Novo surto de Covid-19 faz China cancelar voos e fechar escolas

O país onde foram registrados os primeiros casos de Covid-19 acende sinal de alerta após um novo surto da doença registrado nesta semana. As autoridades locais não detalharam o total de novas contaminações, mas demonstraram preocupação ao cancelar centenas de voos, fechar escolas e iniciar novamente uma campanha massiva de testagem da população.

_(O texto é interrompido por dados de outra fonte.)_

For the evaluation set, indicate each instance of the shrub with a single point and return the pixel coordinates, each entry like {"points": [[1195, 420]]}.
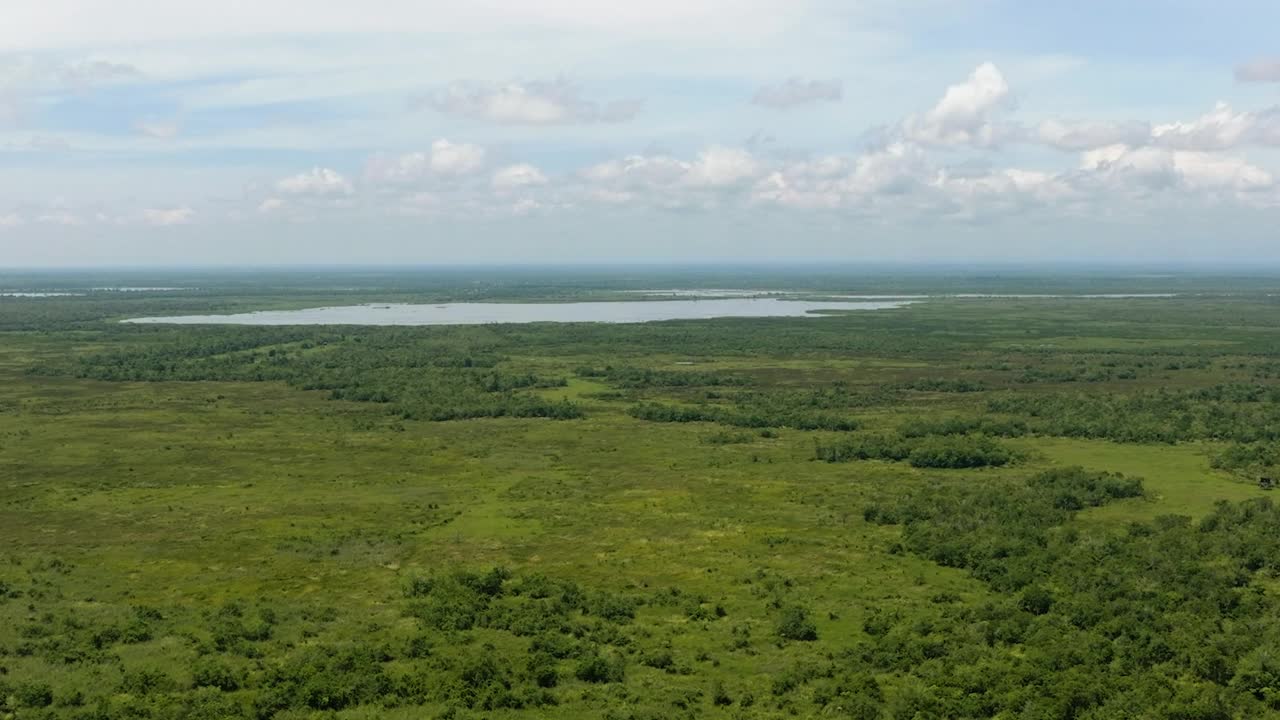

A origem dos novos casos ainda está sendo investigada, mas a principal hipótese aponta para uma possível nova variante do vírus registrada inicialmente em um casal de idosos que fazia viagem doméstica no país.

Segundo as autoridades chinesas, os idosos estiveram em Xangai, partiram em voo para Xi'an (centro) e depois percorreram as províncias de Gansu e Mongólia Interior (norte), áreas que voltaram a ter registros de infecções após meses com indicadores zerados. A capital Pequim também voltou a ter casos confirmados.

Temendo um novo agravamento da crise sanitária, gestores locais lançam mão de novas restrições. Na última quarta-feira, 20, uma divisão administrativa localizada na região chinesa da Mongólia Interior impôs um novo bloqueio social, anunciando ainda que testaria os 180.000 habitantes do território. A medida veio após a cidade de Erenhot e uma divisão chamada Ejina Banner terem proibido a entrada e saída de pessoas das respectivas localidades para barrar um possível alastramento do contágio.

Os novos lockdowns tem o objetivo de eliminar todos os casos enquanto a vacinação da população avança. Segundo informações do Governo chinês, mais de 70% dos habitantes, cerca de 980 milhões de pessoas, já estão completamente imunizados com as duas doses da vacina contra a Covid-19.

Antes de atingir a totalidade da população vacinada, o Governo deve continuar com as restrições. Por causa dos novos casos registrados, atividades importantes foram canceladas. Na última terça-feira, 19, por exemplo, a empresa Expace, organização aeroespacial financiada pelo estado, anunciou o adiamento de uma missão com o foguete Kuaizhou 1-A em Jiuquan alegando medida preventiva de controle de epidemias. Além disso, todos os tiveram foram proibidos de manter contato com qualquer pessoa do exterior.